The Taconic Counseling Group
Elisha S. Fisch, Ph.D.Is Divorce the Right Direction for Your Marriage?
What is it?
A 6 week, high intensity, focused consultation, to determine whether a marriage on the brink of divorce can be saved. If it is found that it can be saved, movement toward the rebuilding of the marriage is begun. If it cannot be saved, the transition to a constructive divorce becomes the goal.
What does it entail?
Two 2-hour sessions per week, for 6 weeks. The intensity of the sessions and the number of weeks should, generally, be enough to establish whether both spouses can feel safe and optimistic enough to call off the divorce – for now - and work on the marriage. It is a far too short a time to repair and re-configure the marriage, but enough time to see if repair will be possible, without having to worry about being stuck in an interminable limbo or an unlimited commitment. It is also enough time to get clear whether divorce is the preferred option.
How does it work?
I start with a relatively short period of history taking. I want to know something about the families you grew up in, and about your marriage, and where it went off track. From this I start to get a sense of your ‘theory’ of each other and of the marriage, and I begin to formulate my own view of where, and how, things went wrong.
We all have theories of who we are, who our spouse is, and what the relationship is (how it works, why it is functional or dysfunctional, why it went wrong). Because these theories are, at least in part, defensive (that is, they protect us, and our sense of who we are), they are, by definition, only partly accurate, at best. You may have concluded that your spouse will never be capable of not hurting you, and that divorce is the only route to stopping the pain and, thus, to relief or happiness. Or you may be unable to see how hurt your spouse has been and your role in that hurt. You will have developed theories about your spouse that, you believe, explain why they do what they do and think what they think. Generally, the observations and complaints that spouses have about each other are accurate enough. What is problematic, often, is their understanding, their theory, of why these things happen and who bears the responsibility for their happening.
Frequently, in ‘last-ditch’ situations, one spouse is more reluctant to get the divorce and the other spouse is more certain they want the divorce.
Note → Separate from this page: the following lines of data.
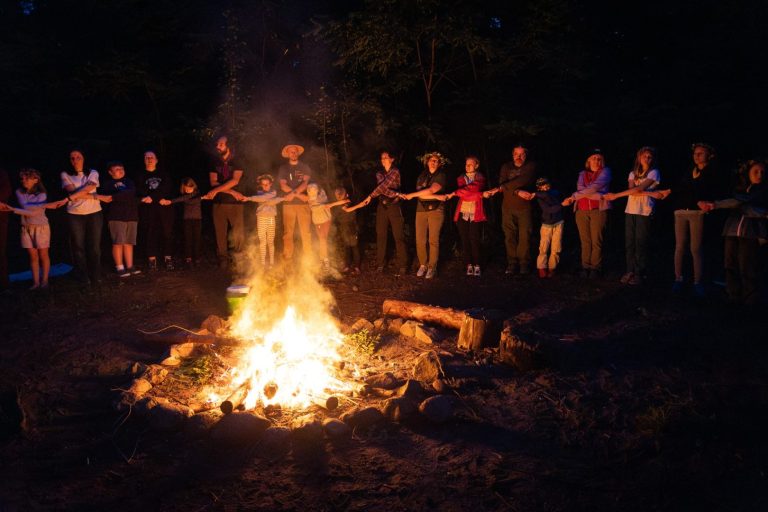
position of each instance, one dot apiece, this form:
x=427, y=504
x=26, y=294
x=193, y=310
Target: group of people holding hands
x=143, y=204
When this is the case, I focus first on trying to help the ‘reluctant-to-divorce spouse’ genuinely appreciate the emotional truth of the complaints of the ‘more-certain-spouse’. The major obstacle here is that the ‘reluctant-to-divorce spouse’ has, usually, already heard these accusations, felt beat up by them, and is highly defended against them. I try to find a new way for these complaints to be heard. Once they are heard, we can explore whether real change is possible, or not.
The ‘reluctant-to-divorce spouse’ is usually initially motivated by a fear of loss, although not necessarily only a fear of loss. The ‘more-certain-spouse’ can see this fear of loss and is wary of it. For the ‘more-certain-spouse’ to be willing to re-evaluate their certainty, they have to be convinced that the ‘reluctant-to-divorce spouse’ is motivated by the wish to be in love, not only the fear of loss. The breakdown of love in a marriage usually has an explainable trail, and both spouses have walked that trail together, although not necessarily equally or in the same way. Understanding that trail and re-routing it, is the key to the vitalization or revitalization of ‘in-loveness’, and is one of the focuses of this intervention.
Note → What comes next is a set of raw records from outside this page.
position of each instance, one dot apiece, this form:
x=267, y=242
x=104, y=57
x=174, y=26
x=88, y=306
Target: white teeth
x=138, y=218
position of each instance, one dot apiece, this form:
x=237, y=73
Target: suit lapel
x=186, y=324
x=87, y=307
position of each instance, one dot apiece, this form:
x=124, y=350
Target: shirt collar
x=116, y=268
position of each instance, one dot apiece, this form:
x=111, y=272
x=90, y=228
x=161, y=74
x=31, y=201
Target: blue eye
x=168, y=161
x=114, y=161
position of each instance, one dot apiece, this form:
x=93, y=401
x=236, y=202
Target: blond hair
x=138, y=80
Additionally, both spouses have to reach the point of willingness to appreciate that vulnerability underlies hurtful behavior and that vulnerability is a legitimate part of the relationship. If you can get to this place, it will constitute the start-point for your shared enthusiasm that building something new and better in the marriage is good for both of you, and not just a perplexing and reluctant concession one must make to the other to preserve the marriage.
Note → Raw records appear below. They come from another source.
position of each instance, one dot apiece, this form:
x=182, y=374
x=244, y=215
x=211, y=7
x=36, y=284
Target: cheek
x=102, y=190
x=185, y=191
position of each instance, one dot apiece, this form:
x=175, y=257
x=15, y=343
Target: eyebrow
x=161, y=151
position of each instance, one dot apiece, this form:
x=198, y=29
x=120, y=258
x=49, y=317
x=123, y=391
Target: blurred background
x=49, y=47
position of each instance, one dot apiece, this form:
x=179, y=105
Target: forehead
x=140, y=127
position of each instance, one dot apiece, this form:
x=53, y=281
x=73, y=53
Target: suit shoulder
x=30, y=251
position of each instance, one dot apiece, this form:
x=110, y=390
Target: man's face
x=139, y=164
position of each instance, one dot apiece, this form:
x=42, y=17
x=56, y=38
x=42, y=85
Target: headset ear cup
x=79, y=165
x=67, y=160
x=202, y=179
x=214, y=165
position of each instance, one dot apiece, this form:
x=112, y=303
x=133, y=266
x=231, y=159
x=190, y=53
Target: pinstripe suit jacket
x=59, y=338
Alternatively, if this willingness to appreciate vulnerability does not develop, you may decide that separation is necessary so that both people can individually direct the development of their own lives.
Who is it for?
There are two possible goals for this kind of intervention:
1. To make repair of the marriage possible.
2. To facilitate a constructive transition to divorce.
It is not knowable in advance whether divorce or marital therapy will be the ultimate outcome of the intervention. Also, it will often be the case that each spouse agrees to the intervention with a different goal in mind. This is OK.
This kind of intervention will be optimally useful when there is a history – at least a rememberable one - of caring about each other, and when both spouses are basically kind people. The personal tragedy in these marriages is that in spite of your both being caring and/or kind people, you have deeply wounded each other and the relationship, perhaps fatally.
It is unlikely this intervention can be useful when one spouse is unconditionally angry at the other without the modulating effect of some caring.